宮憶瑾頓時慌了,雖然他不是自己和皇上的孩子,但也是自己懷胎十月辛辛苦苦生下的孩子,又怎能眼睜睜看著他在自己麵前死去。
瘋了一般衝過去想要奪下麒兒,可卻被習秋死死攔住,正要掙紮,卻感覺雙腿被重重一擊,頃刻便跌跪在地上。
宮柒憶不屑的看著她,冷笑一聲,手上的力度卻陡然一鬆,將麒兒交給大踏步進來的皇上。
軒轅羽津嫌棄的一手接過孩子,另一手則輕輕攬住宮柒憶的纖腰,“你還懷有身孕,來這種汙穢之地做什麽,小心咱們的孩子。”
雖然是在責備,但語氣卻全是寵溺,宮憶瑾雙拳緊緊握起,指甲嵌入了肉中都不自覺,就那樣任由血液從手掌滑落。
“皇上,臣妾也是一心記掛二妹,所以特地來看看她。”宮柒憶整個身子靠在軒轅羽津懷裏,絲毫不見她剛才的惡毒。
聞言,軒轅羽津的目光才從宮柒憶的身上移到宮憶瑾身上,眸中滿滿都是厭惡,“這個棄婦有什麽好看的!”
如此無情的話從軒轅羽津口中說出,從一個與她同床共枕十年的人口中說出,宮憶瑾頓時覺得心如刀絞……此刻,恨在心中交織洶湧,到底她這十年還有什麽是真的。
麒兒的哭聲再一次響起,宮憶瑾不顧雙腿的疼痛掙紮站起,撲過去就要抱過麒兒,卻被軒轅羽津無情地推倒在地,冷冷地朝她看過來,“這個野種根本就不配活在這個世上!”
說完,便高高地舉起手中的孩子,重重地摔下。
“不!”宮憶瑾早已廢掉的喉嚨裏大聲地嘶吼著,可是卻沒人聽的到。
宮柒憶冷冷地看著這一切,看著宮憶瑾一點點朝地上的麒兒爬過去,心裏滿滿的都是暢快,不過這還不是結束,她一定要讓宮憶瑾更加絕望。

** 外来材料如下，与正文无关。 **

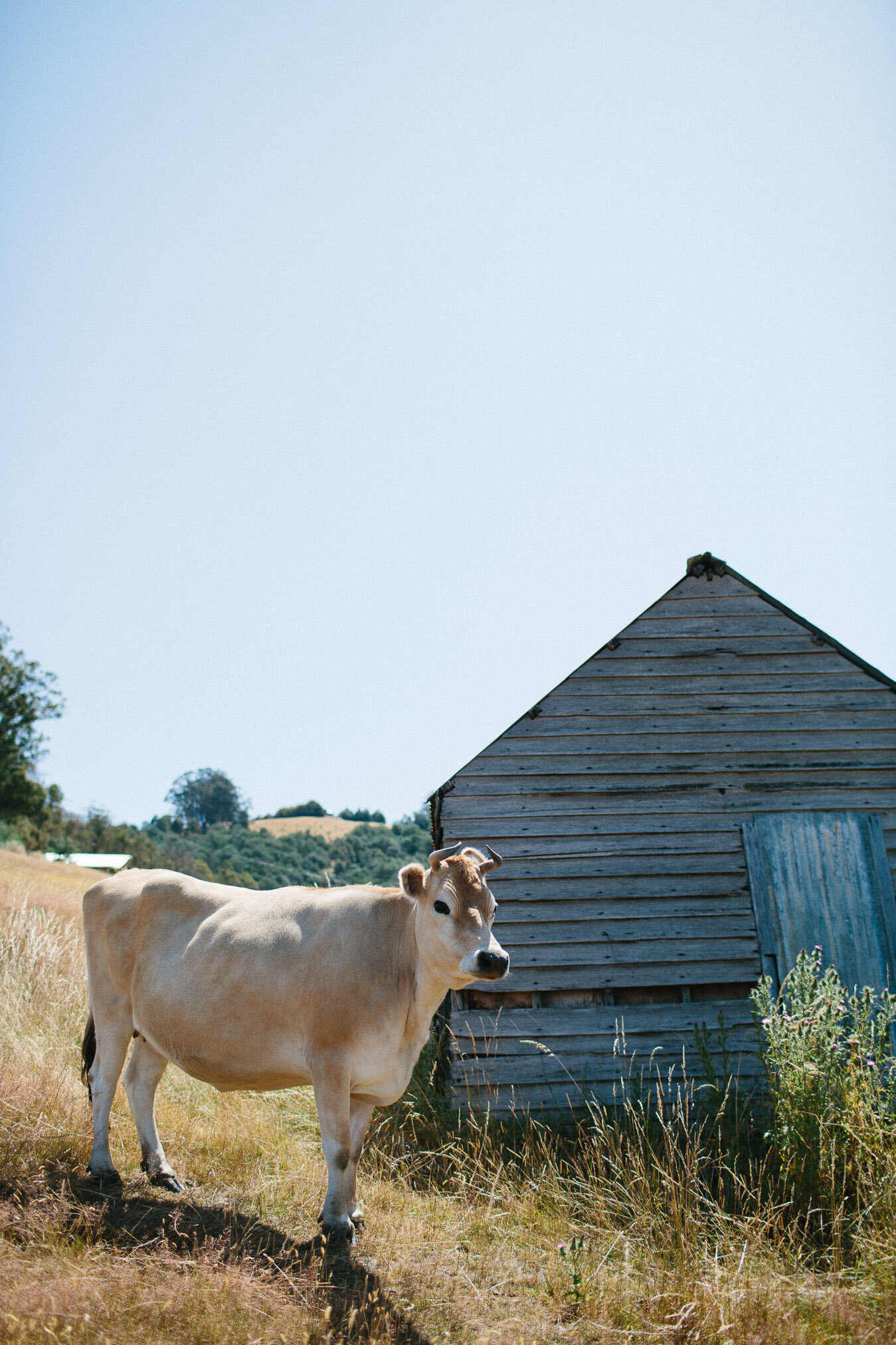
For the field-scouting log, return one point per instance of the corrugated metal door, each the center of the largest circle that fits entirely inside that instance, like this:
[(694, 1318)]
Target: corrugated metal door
[(822, 879)]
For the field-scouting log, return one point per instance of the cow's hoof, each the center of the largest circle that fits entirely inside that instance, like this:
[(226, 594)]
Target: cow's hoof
[(106, 1178), (339, 1232), (167, 1182)]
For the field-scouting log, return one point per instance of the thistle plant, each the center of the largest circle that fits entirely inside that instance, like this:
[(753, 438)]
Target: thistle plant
[(832, 1082)]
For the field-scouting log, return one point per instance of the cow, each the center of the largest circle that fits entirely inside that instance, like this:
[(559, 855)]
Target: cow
[(333, 987)]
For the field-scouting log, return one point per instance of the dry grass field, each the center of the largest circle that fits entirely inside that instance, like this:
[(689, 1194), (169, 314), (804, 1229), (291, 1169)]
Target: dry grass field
[(331, 829), (464, 1220)]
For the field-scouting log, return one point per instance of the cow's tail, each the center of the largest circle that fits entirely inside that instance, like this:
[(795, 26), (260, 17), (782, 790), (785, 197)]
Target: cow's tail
[(88, 1052)]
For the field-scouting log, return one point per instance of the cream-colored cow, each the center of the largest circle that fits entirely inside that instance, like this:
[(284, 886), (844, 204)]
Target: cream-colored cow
[(272, 989)]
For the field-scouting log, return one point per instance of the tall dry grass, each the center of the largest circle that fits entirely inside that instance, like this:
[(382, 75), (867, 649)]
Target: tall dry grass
[(673, 1225)]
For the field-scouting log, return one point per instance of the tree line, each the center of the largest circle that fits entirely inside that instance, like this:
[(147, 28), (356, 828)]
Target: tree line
[(206, 834)]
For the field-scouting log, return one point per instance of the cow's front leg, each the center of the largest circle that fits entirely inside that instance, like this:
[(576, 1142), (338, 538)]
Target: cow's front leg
[(359, 1121), (332, 1098)]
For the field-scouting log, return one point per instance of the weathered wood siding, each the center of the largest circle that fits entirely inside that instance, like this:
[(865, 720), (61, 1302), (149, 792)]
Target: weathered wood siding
[(617, 805)]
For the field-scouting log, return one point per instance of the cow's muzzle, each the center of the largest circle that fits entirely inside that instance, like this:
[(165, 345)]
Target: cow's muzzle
[(492, 966)]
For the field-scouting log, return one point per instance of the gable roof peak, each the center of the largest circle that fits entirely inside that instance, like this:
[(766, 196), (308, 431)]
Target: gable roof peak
[(705, 564)]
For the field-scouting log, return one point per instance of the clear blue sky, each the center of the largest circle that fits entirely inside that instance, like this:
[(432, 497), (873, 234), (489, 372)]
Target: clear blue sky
[(367, 366)]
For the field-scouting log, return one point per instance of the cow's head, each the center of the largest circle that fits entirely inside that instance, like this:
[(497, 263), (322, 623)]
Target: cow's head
[(454, 914)]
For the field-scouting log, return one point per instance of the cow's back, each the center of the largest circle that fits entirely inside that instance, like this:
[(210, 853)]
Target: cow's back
[(122, 911)]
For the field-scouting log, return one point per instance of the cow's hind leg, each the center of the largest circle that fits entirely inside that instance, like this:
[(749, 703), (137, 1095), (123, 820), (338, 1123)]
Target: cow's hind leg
[(113, 1031), (361, 1116), (332, 1098), (141, 1079)]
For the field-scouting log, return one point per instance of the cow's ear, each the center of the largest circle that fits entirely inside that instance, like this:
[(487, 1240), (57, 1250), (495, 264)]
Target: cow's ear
[(411, 880)]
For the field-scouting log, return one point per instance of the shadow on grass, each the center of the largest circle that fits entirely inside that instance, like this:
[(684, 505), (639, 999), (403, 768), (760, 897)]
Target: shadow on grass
[(319, 1274)]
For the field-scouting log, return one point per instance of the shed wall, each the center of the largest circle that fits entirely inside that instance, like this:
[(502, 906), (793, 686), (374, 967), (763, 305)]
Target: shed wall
[(617, 805)]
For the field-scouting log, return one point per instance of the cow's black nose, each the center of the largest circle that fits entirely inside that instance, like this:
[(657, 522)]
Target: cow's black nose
[(492, 965)]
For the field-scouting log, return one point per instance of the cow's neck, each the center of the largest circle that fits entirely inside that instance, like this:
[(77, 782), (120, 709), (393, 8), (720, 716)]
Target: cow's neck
[(428, 994)]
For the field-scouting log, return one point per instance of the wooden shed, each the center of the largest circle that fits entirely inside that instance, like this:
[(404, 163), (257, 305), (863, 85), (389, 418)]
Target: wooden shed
[(711, 791)]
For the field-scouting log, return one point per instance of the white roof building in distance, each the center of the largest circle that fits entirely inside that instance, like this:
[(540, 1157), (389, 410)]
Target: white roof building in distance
[(112, 863)]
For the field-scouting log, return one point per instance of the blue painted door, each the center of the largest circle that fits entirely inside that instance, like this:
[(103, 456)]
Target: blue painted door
[(822, 879)]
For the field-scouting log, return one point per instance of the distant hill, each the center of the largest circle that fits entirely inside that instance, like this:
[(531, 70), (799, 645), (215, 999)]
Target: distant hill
[(314, 852), (328, 827)]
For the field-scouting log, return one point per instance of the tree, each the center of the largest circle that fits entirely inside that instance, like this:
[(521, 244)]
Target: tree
[(303, 810), (207, 797), (27, 696)]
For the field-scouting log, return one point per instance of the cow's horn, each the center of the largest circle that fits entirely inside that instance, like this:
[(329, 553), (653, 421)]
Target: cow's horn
[(495, 863), (436, 859)]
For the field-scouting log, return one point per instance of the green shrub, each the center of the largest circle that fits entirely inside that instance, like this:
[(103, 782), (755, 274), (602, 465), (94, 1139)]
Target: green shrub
[(832, 1083)]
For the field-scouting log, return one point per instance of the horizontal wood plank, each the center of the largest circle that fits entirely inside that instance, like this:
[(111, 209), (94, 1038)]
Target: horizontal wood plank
[(584, 720), (609, 950), (600, 865), (620, 886), (729, 626), (582, 1070), (725, 841), (662, 809), (551, 1023), (645, 774), (693, 700), (768, 743), (543, 932), (626, 974), (701, 658)]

朝習秋看了一眼,習秋立馬會意,走到麒兒麵前伸手就將他丟了出去。
宮憶瑾急忙跟著爬過去,可是卻再一次被習秋攔住。
“汪汪……”
門外忽然傳來一陣犬吠聲,宮憶瑾頓時感到一股寒意從四肢蔓延開來,宮柒憶竟然……竟然要讓麒兒屍骨無存嗎?
“啊!”也不知道宮憶瑾哪來的力氣突然站起來,猛地衝到宮柒憶麵前,猩紅的眸子惡狠狠地瞪著她,手就要掐上她的脖子。
可是,還沒有碰到她的衣角,自己便被軒轅羽津重重一腳踢開……
淪為人彘的宮憶瑾,所有的恨凝聚在一起,在心裏沸騰著,虛偽的丈夫,歹毒的姐姐。
她發誓,若有來生,她定要手刃仇人!
恨,好恨!宮憶瑾隻覺得心中的恨越來越濃烈,燒的越來越旺,似是要燒壞一切。
猛地睜開眼睛,眼前一片朦朧,過了很久才看清麵前的景物,才驚愕的發現她所處的地方不再是那個陰森寒冷的冷宮,而是一間清雅卻簡陋的閨房。
房中,一名女子正專注於手中的針線,一針一線的來回穿梭,不一會兒一朵栩栩如生的茉莉花便已見雛形。女子不由莞爾一笑,繼而轉身看了一眼還在昏睡的二姐兒,卻在看到已經坐起身的二姐兒時欣喜出聲,“二姐兒,你醒了?”